After divorcing his first wife, Schede married the physiotherapist Edeltraud (Traute) Kämpf in January 1947. On the occasion of the orthopedic conference in Pyrmont in March 1947, to which Schede was allowed to travel, the couple fled the Soviet zone of occupation . He initially took over the management of the orthopedic department at the Pyrmont State Hospital. Most recently, from 1948 to 1954, he was chief physician at the Sanderbusch orthopedic clinic in Sande (Friesland) and at the same time the “state cripple doctor ” of Oldenburg . His son Anselm followed him as head of the Sanderbusch orthopedic clinic. Schede moved to Stenum and worked for the Bremen institutions of the Inner Mission Friedehorst . In 1958 he was at the University of Göttingen emeritus . Then Franz and Traute Schede moved into an apartment in Eschenau Castle near Heilbronn.
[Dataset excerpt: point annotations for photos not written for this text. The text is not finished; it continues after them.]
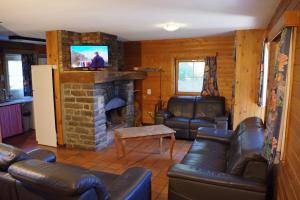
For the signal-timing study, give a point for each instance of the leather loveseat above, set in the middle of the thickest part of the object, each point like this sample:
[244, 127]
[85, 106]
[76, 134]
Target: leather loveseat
[185, 114]
[35, 176]
[223, 164]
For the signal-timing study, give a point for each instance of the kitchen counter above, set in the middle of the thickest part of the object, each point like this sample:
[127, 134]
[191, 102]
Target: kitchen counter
[27, 99]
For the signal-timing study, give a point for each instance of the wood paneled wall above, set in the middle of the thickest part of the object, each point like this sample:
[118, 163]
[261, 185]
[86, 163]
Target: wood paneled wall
[288, 177]
[163, 54]
[248, 55]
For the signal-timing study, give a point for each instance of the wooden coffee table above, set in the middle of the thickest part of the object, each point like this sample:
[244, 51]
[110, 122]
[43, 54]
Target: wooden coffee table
[143, 132]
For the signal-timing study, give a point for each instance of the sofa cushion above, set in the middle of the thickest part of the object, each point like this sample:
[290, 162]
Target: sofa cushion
[178, 122]
[246, 147]
[181, 106]
[42, 154]
[196, 123]
[209, 107]
[56, 178]
[209, 161]
[206, 146]
[250, 122]
[9, 155]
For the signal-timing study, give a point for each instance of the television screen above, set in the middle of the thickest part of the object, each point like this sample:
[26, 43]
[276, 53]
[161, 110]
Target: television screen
[89, 56]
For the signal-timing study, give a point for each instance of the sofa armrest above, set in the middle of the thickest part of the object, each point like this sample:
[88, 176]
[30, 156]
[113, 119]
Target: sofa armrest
[222, 121]
[135, 183]
[57, 179]
[186, 172]
[161, 116]
[42, 154]
[215, 134]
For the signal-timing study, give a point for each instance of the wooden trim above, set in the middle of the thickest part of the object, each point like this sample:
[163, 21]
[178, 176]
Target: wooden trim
[290, 89]
[176, 77]
[53, 59]
[288, 19]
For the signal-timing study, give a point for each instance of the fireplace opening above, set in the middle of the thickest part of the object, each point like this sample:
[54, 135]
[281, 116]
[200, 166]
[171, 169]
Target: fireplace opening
[115, 111]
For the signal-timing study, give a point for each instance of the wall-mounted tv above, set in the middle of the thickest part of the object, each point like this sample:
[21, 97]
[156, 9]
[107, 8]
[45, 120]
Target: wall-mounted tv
[90, 56]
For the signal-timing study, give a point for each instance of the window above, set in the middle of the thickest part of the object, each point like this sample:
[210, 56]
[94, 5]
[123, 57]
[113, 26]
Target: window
[189, 76]
[14, 75]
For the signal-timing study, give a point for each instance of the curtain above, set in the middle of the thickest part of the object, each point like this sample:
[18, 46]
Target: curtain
[210, 84]
[27, 61]
[274, 133]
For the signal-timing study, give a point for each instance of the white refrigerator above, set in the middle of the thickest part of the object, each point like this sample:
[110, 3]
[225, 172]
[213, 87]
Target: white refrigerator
[43, 104]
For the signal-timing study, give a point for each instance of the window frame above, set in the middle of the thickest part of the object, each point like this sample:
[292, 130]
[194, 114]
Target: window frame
[177, 61]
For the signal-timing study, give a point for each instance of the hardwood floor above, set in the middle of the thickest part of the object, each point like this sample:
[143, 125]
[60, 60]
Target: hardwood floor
[139, 153]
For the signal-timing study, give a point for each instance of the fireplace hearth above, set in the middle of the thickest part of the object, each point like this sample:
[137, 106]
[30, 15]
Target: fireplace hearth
[91, 112]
Franz Schede was a member of several scientific associations, including the German Academy of Natural Scientists Leopoldina . In 1952 he was awarded the Federal Cross of Merit, 1st class . The Medical Faculty of the Karl Marx University in Leipzig awarded him an honorary doctorate in 1959. Schede died on February 11, 1976 at the age of 94 in Murnau.

fiction

In the novel Frohburg by Guntram Vesper , Schede's narrator is treated.

Fonts

  • Theoretical basics for the construction of artificial legs, especially for the above-knee amputee. 3rd edition, Ferdinand Enke Verlag, Stuttgart 1956 [1919].
  • Gymnastics in the classroom. Combating seat damage in school. 3rd edition, Quelle & Meyer, Leipzig 1932 [1925].
  • Bad posture (bad posture) and scoliosis. In: Klinische Wochenschrift , Volume 6 (1927), No. 39, pp. 1861–1863, and No. 40, pp. 1908–1911.
  • Seat damage. 1928.
  • Hygiene of the foot. 7th edition, Georg Thieme, Stuttgart 1953 [1934].
  • The orthopedic treatment of spinal polio. Richard Pflaum, Munich 1954.
  • Retrospect and Prospect. Experiences and reflections of a doctor Hans E. Günther Verlag, Stuttgart 1960.

literature

Web links

Individual evidence

  1. ^ A b Georg Hohmann: Franz Schede on his 60th birthday on July 9, 1942. In: Journal of Orthopedics and their Border Areas , Volume 73 (1942). Printed in Hohmann: A doctor experiences his time. Speeches, pictures of life, encounters. JF Bergmann, Munich 1954, pp. 106-110.
  2. Manuel Dichtl: The orthopedist Prof. Dr. Franz Schede (1882–1976). Life and work. Dissertation, Univ. Regensburg 2012, pp. 53–54.
  3. a b c d Werner E. Gerabek : Schede, Franz. In: Werner E. Gerabek, Bernhard D. Haage, Gundolf Keil , Wolfgang Wegner (ed.): Enzyklopädie Medizingeschichte. De Gruyter, Berlin / New York 2005, ISBN 3-11-015714-4 , p. 1290.
  4. Manuel Dichtl: The orthopedist Prof. Dr. Franz Schede (1882–1976). Life and work. Dissertation, Univ. Regensburg 2012, pp. 60–61.
  5. Manuel Dichtl: The orthopedist Prof. Dr. Franz Schede (1882–1976). Life and work. Dissertation, Univ. Regensburg 2012, pp. 62–63, 81.
  6. Manuel Dichtl: The orthopedist Prof. Dr. Franz Schede (1882–1976). Life and work. Dissertation, Univ. Regensburg 2012, pp. 77-78.
  7. ^ Franz Schede: Review and Outlook. Experiences and considerations of a doctor Hans E. Günther Verlag, Stuttgart 1960, p. 377.
  8. Manuel Dichtl: The orthopedist Prof. Dr. Franz Schede (1882–1976). Life and work. Dissertation, Univ. Regensburg 2012, p. 80.
  9. Manuel Dichtl: The orthopedist Prof. Dr. Franz Schede (1882–1976). Life and work. Dissertation, Univ. Regensburg 2012, p. 84.
  10. Manuel Dichtl: The orthopedist Prof. Dr. Franz Schede (1882–1976). Life and work. Dissertation, Univ. Regensburg 2012, p. 85.
  11. Manuel Dichtl: The orthopedist Prof. Dr. Franz Schede (1882–1976). Life and work. Dissertation, Univ. Regensburg 2012, p. 89.
  12. Manuel Dichtl: The orthopedist Prof. Dr. Franz Schede (1882–1976). Life and work. Dissertation, Univ. Regensburg 2012, p. 98.
  13. Guntram Vesper: Frohburg . Schöffling & Co., Frankfurt am Main 2016, ISBN 978-3-89561-633-4 , pp. 141–149.